Regular aspirin use was defined as consumption of 2 or more standard-dose (325-mg) aspirin tablets or more per week (vs nonregular use) and modeled as a time-varying covariate.
Model 2 was conditioned on age (continuous years) and year of questionnaire return, and adjusted for sex (ie, cohort), race/ethnicity (white vs nonwhite), body mass index (continuous measure), alcohol intake (0-4.9, 5.0-14.9, ≥15.0 g/d), smoking status (current vs prior vs never), physical activity (<3.0, 3.0-8.9, ≥9.0 metabolic equivalent task hours per week), diabetes (yes vs no), hypertension (yes vs no), dyslipidemia (yes vs no), regular multivitamin use (≥2 multivitamin tablets per week vs no), regular use of oral antidiabetic medications (yes vs no) and regular use of statins (yes vs no).

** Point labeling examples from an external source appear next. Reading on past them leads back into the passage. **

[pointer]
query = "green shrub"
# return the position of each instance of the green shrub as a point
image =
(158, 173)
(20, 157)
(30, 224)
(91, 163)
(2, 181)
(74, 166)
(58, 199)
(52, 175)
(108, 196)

All relevant covariates were updated over time.
Model 3 includes model 2 covariates plus regular use of nonaspirin nonsteroidal anti-inflammatory drugs (≥2 nonaspirin nonsteroidal anti-inflammatory drug tablets per week vs none), assessed as a time-varying covariate.